Oh, and the sunsets. Oia is famous for them, especially viewed from the castle atop the island, covered like ants on a mound by nightly cruise ship tourists. We opted for other (quieter) venues, each more breathtaking than the last, none as crowded as the castle. Our favorite spot was Katharos Lounge, mainly for the amazing apps and quirkily adorable waiter Georgios (whom we secretly renamed Gorgeous). Shoulda gotten a photo with that dreamy dude. 

One of my favorite evenings had to be the dinner at Armeni restaurant. Definitely a trek from where we were encamped, but well worth it. The walk down to Armeni Port mimicked that of Amoudi, but included longer straightaways and had you hugging the cliffside during descent. There was an "are we there yet" element to the journey, and an ominous "how are we going to get back UP this thing after dinner?" happening simultaneously. Watching the sunset cruise boats sail by over dinner provided a blissfully serene compliment to the delicious sea bass and calamari. But the highlight had to be the post-meal discovery of the water taxi hailed to take us round the corner back to Amoudi Bay (where the trek back up was significantly shorter, although still a haul). As we clambered into the boat in the pitch black night, leftover packets in tow, we gasped and giggled and star-gazed all the way "home." Seriously surreal.
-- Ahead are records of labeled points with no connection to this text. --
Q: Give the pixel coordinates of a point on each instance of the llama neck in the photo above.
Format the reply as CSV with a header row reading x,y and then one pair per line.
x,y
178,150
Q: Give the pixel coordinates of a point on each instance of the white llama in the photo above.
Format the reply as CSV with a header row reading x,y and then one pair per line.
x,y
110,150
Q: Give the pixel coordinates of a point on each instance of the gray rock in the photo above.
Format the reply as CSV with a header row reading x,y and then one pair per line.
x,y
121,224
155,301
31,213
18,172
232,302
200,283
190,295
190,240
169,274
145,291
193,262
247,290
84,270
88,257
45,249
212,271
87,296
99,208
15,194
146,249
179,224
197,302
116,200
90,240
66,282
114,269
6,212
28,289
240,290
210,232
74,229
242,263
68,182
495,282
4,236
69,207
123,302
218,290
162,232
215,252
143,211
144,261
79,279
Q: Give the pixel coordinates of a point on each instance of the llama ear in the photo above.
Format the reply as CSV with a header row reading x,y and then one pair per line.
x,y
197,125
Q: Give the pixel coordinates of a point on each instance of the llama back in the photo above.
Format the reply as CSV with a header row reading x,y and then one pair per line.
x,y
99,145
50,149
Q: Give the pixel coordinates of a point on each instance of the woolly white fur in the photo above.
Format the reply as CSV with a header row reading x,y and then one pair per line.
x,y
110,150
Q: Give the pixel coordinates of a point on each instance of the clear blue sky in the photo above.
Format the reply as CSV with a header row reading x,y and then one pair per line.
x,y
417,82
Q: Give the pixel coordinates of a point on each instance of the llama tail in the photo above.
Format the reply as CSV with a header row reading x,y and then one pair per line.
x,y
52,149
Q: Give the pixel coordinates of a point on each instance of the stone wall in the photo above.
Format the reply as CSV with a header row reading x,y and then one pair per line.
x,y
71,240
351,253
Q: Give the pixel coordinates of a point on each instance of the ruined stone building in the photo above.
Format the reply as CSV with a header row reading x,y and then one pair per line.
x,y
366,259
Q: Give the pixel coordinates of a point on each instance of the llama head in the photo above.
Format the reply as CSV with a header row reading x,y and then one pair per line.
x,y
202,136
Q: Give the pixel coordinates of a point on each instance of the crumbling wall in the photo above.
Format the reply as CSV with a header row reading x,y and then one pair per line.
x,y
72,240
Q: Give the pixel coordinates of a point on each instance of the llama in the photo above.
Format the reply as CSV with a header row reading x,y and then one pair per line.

If this were a book (wait . . . it isn't?), now would be the time for acknowledgments. HUGE thanks to my sister Karen (for those tears) and her hubby Mark for the invite, the research, the tour guiding, the deep questions and the LOVE. Ya'll are treasure and blessing to me. Thanks to sweet soul Marygrace, for joining us and gracing us with your genuinely artful spirit and your brave vulnerability (not to mention your dancer's feet and dreamy poses). You inspire me always. BIGGEST thanks to my husband Kevin for jumping right in when this opportunity came along and persevering when the timing started looking a little shaky. You are my knight in shining armor. What a joy and blessing to have fun with you. 

If you've made it this far into the post, I would dare to say Santorini might be calling your name. Book it. Make it happen somehow. Check it off that bucket list and go see for yourself how unique and magical this place really is. I will be returning (someday), with plans of checking out a few of the surrounding islands as well. Crete, I'm coming for you.

So long for now, Santorini. Thanks for the beauty, the warm hospitality, and the treasure trove of photos (my favorite souvenir).